A hasty conclusion?

Last week, television host Bill O’Reilly called USF president Judy Genshaft a coward. It is not the first time she has been called such, and it may not be the last.

It seems that the announcement of the termination of Sami Al-Arian will do nothing but add fuel to the fire for critics. Their questions will now become ferocious.

Mostly they will ask whether President Genshaft stalled for 18 months, hoping for the perfect situation, such as an arrest, to hide behind while making the controversial decision.

The administration will no doubt say such a question is unfair. But, taxpayers, who have spent more than $100,000 on Al-Arian’s salary, will probably want an answer, especially now that they are about to pay thousands more for his trial.

Also, the conspiracy theorists will let their opinions fly. There has already been some talk. Genshaft had, under her control, an accused terrorist on paid leave. She met with Gov. Jeb Bush, who has a brother in a high office. Here, conspiracy theorists suggest, the government begins controlling Genshaft, telling her what to do. That might be far-fetched, but those questions will rise.

The notice of termination sent to Al-Arian’s attorneys Wednesday feels rushed. A lot of its reasoning seems questionable.

The letter of termination lists six main reasons for which Al-Arian was fired. All of those reasons the university was well aware of before the indictment was handed down. Many of them, indeed, were outlined in the massive recommendation made by former American Bar Association president Reece Smith following his 1996 investigation.

But, right below those reasons, the letter states that it was not until the indictment was released that many of those charges could be confirmed and a termination issued. While that is a reasonable argument for the university, critics will still claim that Genshaft is hiding behind the federal evidence. And, if that is not the case, why did the USF Board of Trustees approve his termination before the indictment and before there was sufficient evidence that Al-Arian had committed wrongs worthy of such a harsh punishment?

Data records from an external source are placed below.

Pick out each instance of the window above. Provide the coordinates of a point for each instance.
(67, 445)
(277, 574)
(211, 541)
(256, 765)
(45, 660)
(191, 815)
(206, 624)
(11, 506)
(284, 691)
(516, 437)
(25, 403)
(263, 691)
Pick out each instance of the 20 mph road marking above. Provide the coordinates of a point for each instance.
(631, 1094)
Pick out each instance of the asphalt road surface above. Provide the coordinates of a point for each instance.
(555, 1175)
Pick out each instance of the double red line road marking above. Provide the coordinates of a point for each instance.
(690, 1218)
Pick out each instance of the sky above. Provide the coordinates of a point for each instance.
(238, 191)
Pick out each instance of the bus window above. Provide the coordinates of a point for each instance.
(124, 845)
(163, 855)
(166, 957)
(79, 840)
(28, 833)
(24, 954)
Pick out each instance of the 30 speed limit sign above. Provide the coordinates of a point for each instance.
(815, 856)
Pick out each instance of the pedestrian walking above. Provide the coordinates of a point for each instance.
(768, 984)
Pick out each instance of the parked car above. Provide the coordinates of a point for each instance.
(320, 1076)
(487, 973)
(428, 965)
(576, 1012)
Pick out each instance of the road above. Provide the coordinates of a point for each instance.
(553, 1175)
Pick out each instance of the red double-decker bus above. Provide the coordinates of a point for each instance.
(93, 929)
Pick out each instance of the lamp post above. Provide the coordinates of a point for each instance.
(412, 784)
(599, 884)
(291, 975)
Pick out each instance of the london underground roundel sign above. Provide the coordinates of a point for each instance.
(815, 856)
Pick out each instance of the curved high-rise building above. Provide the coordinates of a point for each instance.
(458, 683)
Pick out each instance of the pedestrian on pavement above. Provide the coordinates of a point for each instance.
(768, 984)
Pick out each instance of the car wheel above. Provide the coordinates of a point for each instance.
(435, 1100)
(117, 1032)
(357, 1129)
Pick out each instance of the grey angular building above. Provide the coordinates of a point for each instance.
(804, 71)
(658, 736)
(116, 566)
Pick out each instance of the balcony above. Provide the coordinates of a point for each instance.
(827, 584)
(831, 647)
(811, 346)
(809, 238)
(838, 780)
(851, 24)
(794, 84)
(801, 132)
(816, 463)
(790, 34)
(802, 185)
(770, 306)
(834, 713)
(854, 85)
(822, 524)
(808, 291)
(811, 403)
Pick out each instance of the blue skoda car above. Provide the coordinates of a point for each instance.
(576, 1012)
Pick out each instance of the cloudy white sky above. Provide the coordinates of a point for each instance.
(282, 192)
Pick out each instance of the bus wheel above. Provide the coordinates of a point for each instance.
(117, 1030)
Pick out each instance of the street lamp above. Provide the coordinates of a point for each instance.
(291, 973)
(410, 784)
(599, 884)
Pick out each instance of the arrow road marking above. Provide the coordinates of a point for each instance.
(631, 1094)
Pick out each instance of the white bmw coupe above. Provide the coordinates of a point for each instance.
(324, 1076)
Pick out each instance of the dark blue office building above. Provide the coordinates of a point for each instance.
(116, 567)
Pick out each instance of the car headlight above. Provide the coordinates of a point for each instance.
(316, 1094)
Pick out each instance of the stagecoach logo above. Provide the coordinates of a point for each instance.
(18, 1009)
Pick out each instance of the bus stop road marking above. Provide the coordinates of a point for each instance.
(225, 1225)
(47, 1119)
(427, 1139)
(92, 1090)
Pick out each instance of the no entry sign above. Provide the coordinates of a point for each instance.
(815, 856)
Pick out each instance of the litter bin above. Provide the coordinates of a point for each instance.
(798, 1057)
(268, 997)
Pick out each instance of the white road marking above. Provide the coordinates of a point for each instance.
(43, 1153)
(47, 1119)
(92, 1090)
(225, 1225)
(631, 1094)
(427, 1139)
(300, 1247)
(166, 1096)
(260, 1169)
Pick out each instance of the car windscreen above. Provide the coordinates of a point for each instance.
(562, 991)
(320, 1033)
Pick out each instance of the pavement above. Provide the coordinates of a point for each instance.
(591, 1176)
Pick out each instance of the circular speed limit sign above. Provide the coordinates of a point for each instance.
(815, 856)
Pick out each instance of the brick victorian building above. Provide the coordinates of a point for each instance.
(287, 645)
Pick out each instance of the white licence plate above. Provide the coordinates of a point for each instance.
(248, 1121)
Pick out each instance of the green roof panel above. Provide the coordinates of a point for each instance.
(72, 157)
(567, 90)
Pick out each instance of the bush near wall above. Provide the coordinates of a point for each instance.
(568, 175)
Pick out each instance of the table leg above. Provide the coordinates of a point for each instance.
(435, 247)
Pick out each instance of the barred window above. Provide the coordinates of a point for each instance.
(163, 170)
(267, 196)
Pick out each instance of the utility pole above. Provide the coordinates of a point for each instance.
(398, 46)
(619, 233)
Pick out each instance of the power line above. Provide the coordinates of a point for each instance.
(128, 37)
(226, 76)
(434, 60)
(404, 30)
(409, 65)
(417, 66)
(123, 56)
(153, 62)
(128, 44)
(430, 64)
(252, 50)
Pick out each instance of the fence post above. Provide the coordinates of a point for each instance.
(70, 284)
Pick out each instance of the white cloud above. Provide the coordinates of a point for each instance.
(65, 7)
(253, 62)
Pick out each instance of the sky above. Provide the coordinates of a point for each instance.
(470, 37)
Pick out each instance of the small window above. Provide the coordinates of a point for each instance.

But the most interesting clause in the letter comes on the final page. The letter says termination is based on Al-Arian’s conduct alone, “not (his) ability to speak freely in the classroom on controversial topics or (his) right to free speech outside of the classroom.”

Originally, Al-Arian was placed on paid leave because of death threats that arose after a television appearance. He could be terminated, the administration argued, when his “outside of the classroom” free speech compromised campus security. They also said he improperly used his association with USF to make those statements “outside of the classroom.”

By now saying his conduct is the reason for termination and not that original argument, several questions may arise. Why, if his “outside of the classroom” free speech was not the reason for his termination, was he left on paid leave and taken to court under that very argument? If, until the indictment, there was not enough reason to remove Al-Arian, why was he left on paid leave at the taxpayers’ expense? If there was no indictment, would he have been paid to do nothing forever?

Genshaft said Wednesday the decision to fire Al-Arian took 18 months because she needed to consult with faculty, staff and students. Judging by his comments, Roy Weatherford and the faculty union would no doubt wonder when that faculty consultation took place.

Genshaft also said a lot of thoughtful consideration was put into the decision. If that is the case, when the indictment was released and the university’s reasoning for termination changed, would more than six days of further consideration not be needed? Federal Judge Mark Pizzo on Tuesday granted Al-Arian’s attorney three weeks to sift through the complex indictment before a bail hearing.

But, with those questions aside, the wording of the letter is quite troubling. Among the six reasons given for firing Al-Arian was one that read “your fundraising for terrorist organizations.” Others had similar clauses.

Al-Arian may indeed be a terrorist or a supporter of terrorism. But critics will say he is innocent of those crimes until a jury decides he is guilty. The USF administration has convicted Al-Arian of terrorism before a court of law has even asked for his plea.

If nothing else, this is dangerous for the university. Should Al-Arian be found innocent in a trial, the letter of termination is a multi-million dollar lawsuit waiting to happen. Even if he is found guilty, the university seems to have jumped the gun in declaring outright that Al-Arian has terrorist ties.

In addition, the letter condemns Al-Arian for co-founding the World and Islam Studies Enterprise, a think tank organization that was accused of being a front for terrorism. USF was associated with this group during the early 1990s.

The Smith report, which investigated the organization, warns that some professors at USF may not have been as careful as they could have been while working with WISE. Some of those professors are still employed by USF.

Smith’s work ended in 1996 after WISE was no longer affiliated with USF. Should the university, however, launch investigations into its own conduct now that it has new information from the indictment that Smith was not privy too? Or will this whole mess just be swept under the rug?

Either way, USF’s reputation may continue to suffer. For the rest of the O’Reilly-watching nation not as familiar with the Al-Arian situation, Genshaft comes off as little more than a pawn in a larger game. And, USF’s reputation as “Jihad U.” seems to be growing.

Perceptions are vitally important in a sound-byte world. And the perception by critics around this termination is that Genshaft stalled for 18 months, waiting for an excuse.